For a good while, the Miss Brownings were kept in ignorance of the evil tongues that whispered hard words about Molly. Miss Browning was known to “have a temper,” and by instinct every one who came in contact with her shrank from irritating that temper by uttering the slightest syllable against the smallest of those creatures over whom she spread the ægis of her love. She would and did reproach them herself; she used to boast that she never spared them; but no one else might touch them with the slightest slur of a passing word. But Miss Phœbe inspired no such terror; the great reason why she did not hear of the gossip against Molly as early as any one, was that, although she was not the rose, she lived near the rose. Besides, she was of so tender a nature that even thick-skinned Mrs. Goodenough was unwilling to say what would give her pain; and it was the new-comer, Mrs. Dawes, who in all ignorance alluded to the town’s talk, as to something of which Miss Phœbe must be aware. Then Miss Phœbe poured down her questions, although she protested, even with tears, her total disbelief in all the answers she received. It was a small act of heroism on her part to keep all that she then learnt a secret from her sister Dorothy, as she did for four or five days; till Miss Browning attacked her one evening with the following speech—

“Phœbe! either you’ve some reason for puffing yourself out with sighs, or you’ve not. If you have a reason, it’s your duty to tell it me directly; and if you haven’t a reason, you must break yourself of a bad habit that is growing upon you.”

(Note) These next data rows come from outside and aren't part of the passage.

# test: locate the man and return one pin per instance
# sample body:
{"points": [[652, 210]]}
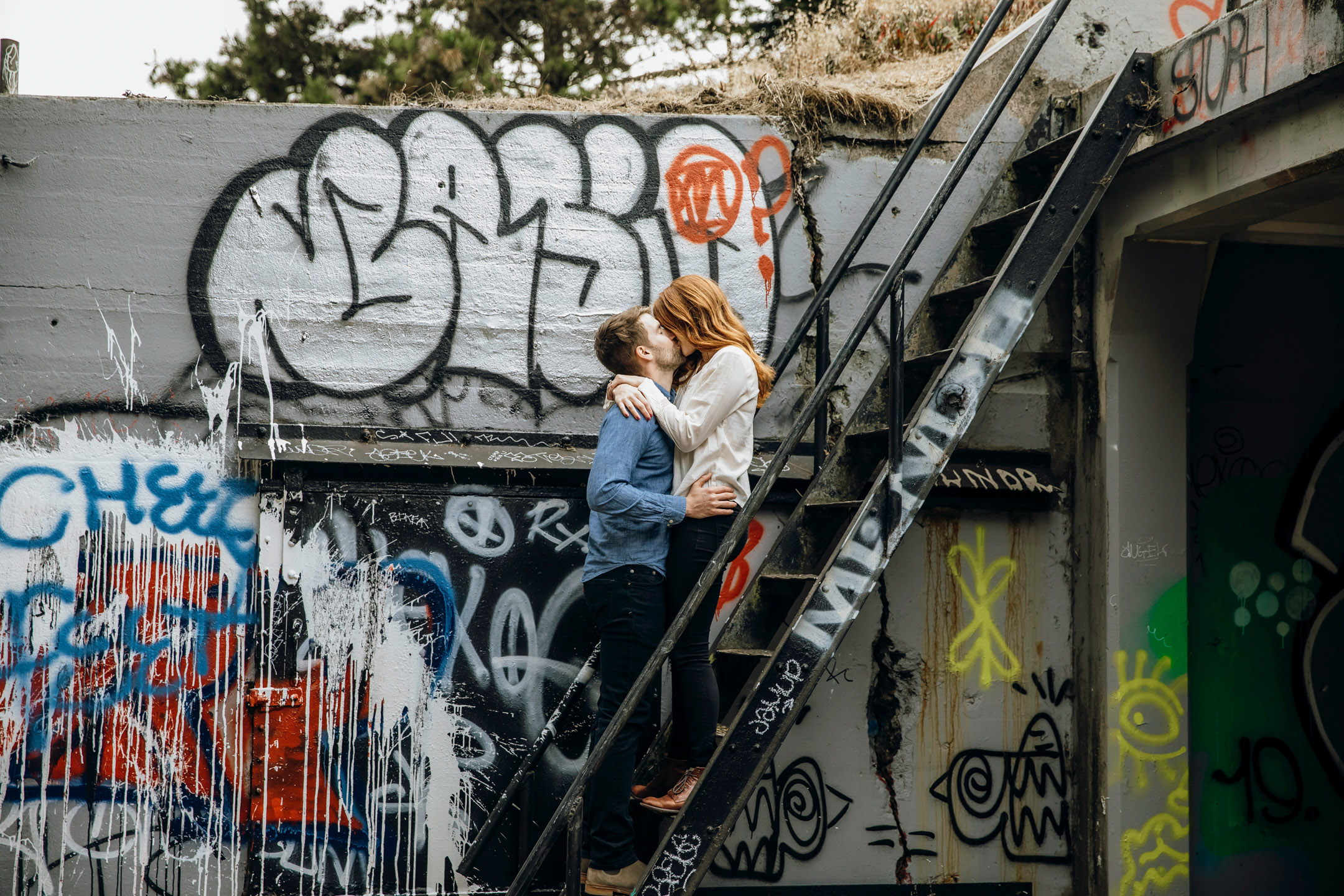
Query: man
{"points": [[623, 578]]}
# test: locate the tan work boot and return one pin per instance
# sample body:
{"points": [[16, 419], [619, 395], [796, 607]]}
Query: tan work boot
{"points": [[661, 783], [615, 883], [675, 798]]}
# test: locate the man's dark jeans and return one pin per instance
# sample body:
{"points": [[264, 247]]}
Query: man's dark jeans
{"points": [[695, 692], [627, 606]]}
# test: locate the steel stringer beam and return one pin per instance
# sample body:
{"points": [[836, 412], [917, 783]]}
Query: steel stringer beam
{"points": [[950, 406]]}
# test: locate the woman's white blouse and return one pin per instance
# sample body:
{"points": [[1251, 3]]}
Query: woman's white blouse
{"points": [[711, 422]]}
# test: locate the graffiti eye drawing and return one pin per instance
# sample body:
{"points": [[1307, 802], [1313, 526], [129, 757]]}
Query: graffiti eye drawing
{"points": [[1149, 714]]}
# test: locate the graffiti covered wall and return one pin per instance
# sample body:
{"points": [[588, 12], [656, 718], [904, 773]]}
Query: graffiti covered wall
{"points": [[418, 269], [937, 747], [1266, 786], [129, 601]]}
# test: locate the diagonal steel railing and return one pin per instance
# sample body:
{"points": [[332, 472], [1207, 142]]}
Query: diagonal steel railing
{"points": [[572, 801], [791, 348]]}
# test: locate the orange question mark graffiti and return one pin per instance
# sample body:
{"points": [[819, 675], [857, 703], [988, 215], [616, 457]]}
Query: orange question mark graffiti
{"points": [[752, 168]]}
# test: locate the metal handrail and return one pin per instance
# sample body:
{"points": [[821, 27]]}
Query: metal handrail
{"points": [[879, 296], [889, 190]]}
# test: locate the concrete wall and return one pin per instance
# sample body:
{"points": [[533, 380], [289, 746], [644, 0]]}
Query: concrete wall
{"points": [[186, 285], [1221, 160]]}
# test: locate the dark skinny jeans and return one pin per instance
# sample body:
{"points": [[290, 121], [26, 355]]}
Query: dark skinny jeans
{"points": [[695, 694], [627, 606]]}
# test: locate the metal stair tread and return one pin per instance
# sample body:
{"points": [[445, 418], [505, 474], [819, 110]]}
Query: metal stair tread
{"points": [[776, 698], [975, 289], [773, 699], [1010, 222], [931, 359], [1048, 154], [844, 505]]}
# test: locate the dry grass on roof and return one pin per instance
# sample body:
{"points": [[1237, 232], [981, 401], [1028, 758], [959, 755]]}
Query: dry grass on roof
{"points": [[863, 62]]}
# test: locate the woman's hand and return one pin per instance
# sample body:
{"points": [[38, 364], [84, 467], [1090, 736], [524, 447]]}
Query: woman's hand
{"points": [[631, 399], [717, 500], [622, 379]]}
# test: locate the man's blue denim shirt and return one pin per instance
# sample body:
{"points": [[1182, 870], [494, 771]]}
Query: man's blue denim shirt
{"points": [[628, 496]]}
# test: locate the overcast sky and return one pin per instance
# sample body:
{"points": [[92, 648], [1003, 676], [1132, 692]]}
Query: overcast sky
{"points": [[105, 47]]}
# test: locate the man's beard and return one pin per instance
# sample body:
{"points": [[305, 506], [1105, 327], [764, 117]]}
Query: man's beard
{"points": [[668, 358]]}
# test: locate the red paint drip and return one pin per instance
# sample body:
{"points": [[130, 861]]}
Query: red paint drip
{"points": [[767, 271], [740, 571]]}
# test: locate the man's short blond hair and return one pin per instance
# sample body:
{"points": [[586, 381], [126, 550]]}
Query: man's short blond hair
{"points": [[617, 339]]}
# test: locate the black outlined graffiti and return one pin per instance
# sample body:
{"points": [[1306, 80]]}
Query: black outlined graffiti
{"points": [[1276, 806], [786, 816], [386, 259], [1019, 797]]}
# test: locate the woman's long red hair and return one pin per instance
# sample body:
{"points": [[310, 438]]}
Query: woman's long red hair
{"points": [[696, 309]]}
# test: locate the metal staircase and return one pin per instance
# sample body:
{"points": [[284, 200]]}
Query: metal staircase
{"points": [[866, 493]]}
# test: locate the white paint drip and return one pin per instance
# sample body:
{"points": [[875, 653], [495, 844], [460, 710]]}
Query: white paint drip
{"points": [[124, 365]]}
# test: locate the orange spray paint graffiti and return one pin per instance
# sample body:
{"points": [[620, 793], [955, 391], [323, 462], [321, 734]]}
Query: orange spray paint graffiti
{"points": [[704, 192], [752, 167]]}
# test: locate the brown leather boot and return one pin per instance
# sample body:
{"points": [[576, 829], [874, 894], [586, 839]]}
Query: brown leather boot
{"points": [[675, 798], [663, 782], [614, 883]]}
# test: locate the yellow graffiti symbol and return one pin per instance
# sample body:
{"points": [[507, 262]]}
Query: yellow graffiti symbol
{"points": [[1162, 863], [1148, 716], [989, 648]]}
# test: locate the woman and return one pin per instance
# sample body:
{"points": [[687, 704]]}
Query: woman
{"points": [[718, 390]]}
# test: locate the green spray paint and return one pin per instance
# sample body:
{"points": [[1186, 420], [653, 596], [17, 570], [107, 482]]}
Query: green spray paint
{"points": [[1241, 684]]}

“Oh, sister! do you think it is really my duty to tell you? it would be such a comfort; but then I thought I ought not; it will distress you so.”

“Nonsense. I am so well prepared for misfortune by the frequent contemplation of its possibility, that I believe I can receive any ill news with apparent equanimity and real resignation. Besides, when you said yesterday at breakfast-time that you meant to give up the day to making your drawers tidy, I was aware that some misfortune was impending, though of course I could not judge of its magnitude. Is the Highchester Bank broken?”

“Oh no, sister!” said Miss Phœbe, moving to a seat close to her sister’s on the sofa. “Have you really been thinking that? I wish I had told you what I heard at the very first, if you’ve been fancying that!”

“Take warning, Phœbe, and learn to have no concealments from me. I did think we must be ruined, from your ways of going on: eating no meat at dinner, and sighing continually. And now what is it?”

“I hardly know how to tell you, Dorothy. I really don’t.”

Miss Phœbe began to cry; Miss Browning took hold of her arm, and gave her a little sharp shake.

“Cry as much as you like, when you’ve told me; but don’t cry now, child, when you’re keeping me on the tenter-hooks.”

“Molly Gibson has lost her character, sister. That’s it.”

“Molly Gibson has done no such thing,” said Miss Browning indignantly. “How dare you repeat such stories about poor Mary’s child? Never let me hear you say such things again.”